Cosby and Poussaint rightly criticize gangsta rap, its misogyny and ignorance, its self-hatred and other destructive characteristics. But the book seems to conflate gangsta rap and the rest of hip-hop, which is an important and valuable cultural force, and seems to blame “Black English” for Black people not being able to get out of poverty. Such simplistic explanations for poverty fail to examine the larger forces at play, including regressive economic policies, which have shifted wealth upward, and have created a far less economically mobile country than Canada, and Western Europe. One-sixth of American children are in poverty. Nearly one-half of African Americans born to middle-income families will wind up in poverty. And as a recent Pew study suggests, while only a third of Americans earn more money than their parents, the rest of us are either treading water or sinking. Speaking proper English, not listening to explicit rap lyrics, and putting on a tie and going to church will not resolve these greater issues.

Finally, the book fails to place blame on those members of the Black community who have made it, yet have fled from the scene and have not given back to the neighborhoods that supported them. These are the “Talented Tenth,” those who hold the annual cotillions, fashion shows and chicken dinners, patting themselves on the back for being successful, cute, well-dressed, and educated, presenting awards for inaction and irrelevance. They have proclaimed that they have arrived, that the civil rights movement is over, that all of that racism talk is passé. Their mantra has been personal gain without collective responsibility to the community. They even believe that they are somehow different than, better than, those they left behind.
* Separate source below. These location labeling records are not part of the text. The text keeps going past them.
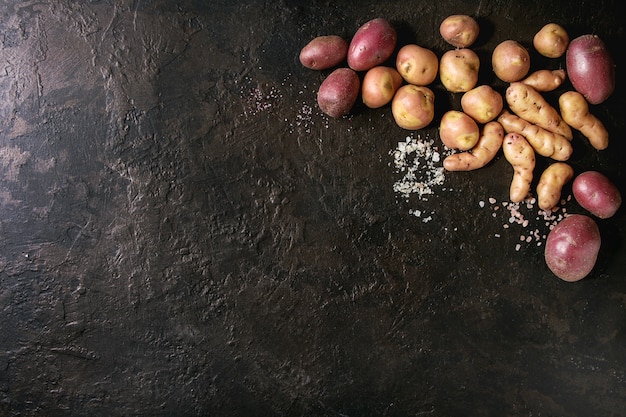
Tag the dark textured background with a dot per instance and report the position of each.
(183, 233)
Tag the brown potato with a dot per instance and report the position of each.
(417, 65)
(324, 52)
(551, 183)
(338, 92)
(459, 30)
(510, 61)
(551, 40)
(481, 154)
(458, 130)
(545, 80)
(458, 70)
(379, 86)
(413, 106)
(482, 103)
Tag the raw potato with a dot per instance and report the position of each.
(530, 105)
(596, 193)
(458, 70)
(590, 68)
(458, 130)
(546, 80)
(324, 52)
(551, 183)
(544, 142)
(521, 156)
(379, 86)
(551, 41)
(413, 106)
(338, 92)
(575, 111)
(482, 103)
(572, 247)
(372, 44)
(481, 154)
(459, 30)
(510, 61)
(417, 65)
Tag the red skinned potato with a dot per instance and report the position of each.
(590, 68)
(572, 247)
(510, 61)
(338, 92)
(372, 44)
(379, 86)
(597, 194)
(324, 52)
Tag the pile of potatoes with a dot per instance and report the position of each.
(521, 122)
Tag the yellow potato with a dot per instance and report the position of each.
(521, 156)
(544, 142)
(545, 80)
(530, 105)
(482, 103)
(551, 184)
(575, 111)
(481, 154)
(551, 40)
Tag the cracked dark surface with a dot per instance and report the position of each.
(183, 233)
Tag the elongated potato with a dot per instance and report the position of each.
(551, 183)
(521, 156)
(481, 154)
(530, 105)
(575, 112)
(544, 142)
(545, 80)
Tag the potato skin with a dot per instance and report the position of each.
(590, 68)
(482, 103)
(458, 130)
(597, 194)
(324, 52)
(459, 30)
(338, 92)
(510, 61)
(372, 44)
(551, 41)
(572, 247)
(413, 106)
(458, 70)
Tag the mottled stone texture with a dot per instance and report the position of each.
(183, 233)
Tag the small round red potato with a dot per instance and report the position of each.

Many of our poor children are in deep trouble, but that is because we abandoned them and put them in their situation.

Come On People is recommended reading, not because it provides solutions to all of Black peoples’ woes. Perhaps no book can accomplish so much. However, the book is important in that it begins the dialogue concerning the crisis plaguing the African American community. The authors have paid their dues - Dr. Poussaint has dedicated his career to issues of child psychiatry and raising Black children, and understanding the links between racism and mental health, while Mr. Cosby has put his money where his mouth is in terms of his support of HBCUs. Although they fall short of addressing solutions that take into account a larger call for racial, economic and social justice, they give their audience much to consider.

1 comment:

}astro{->mytho<-losophy said...

I really appreciated this one. Any discussion on issues in our community is better than no discussion, and any solutions put forth must be better than idly sitting on our hands, as most do. But I fully agree that they should have delved deeper...for their solutions will never reach the heart of the matter without an understanding of the causal factors, the social factors, the historical factors which have created and sustained the problem. Will be passing this one on, as usual.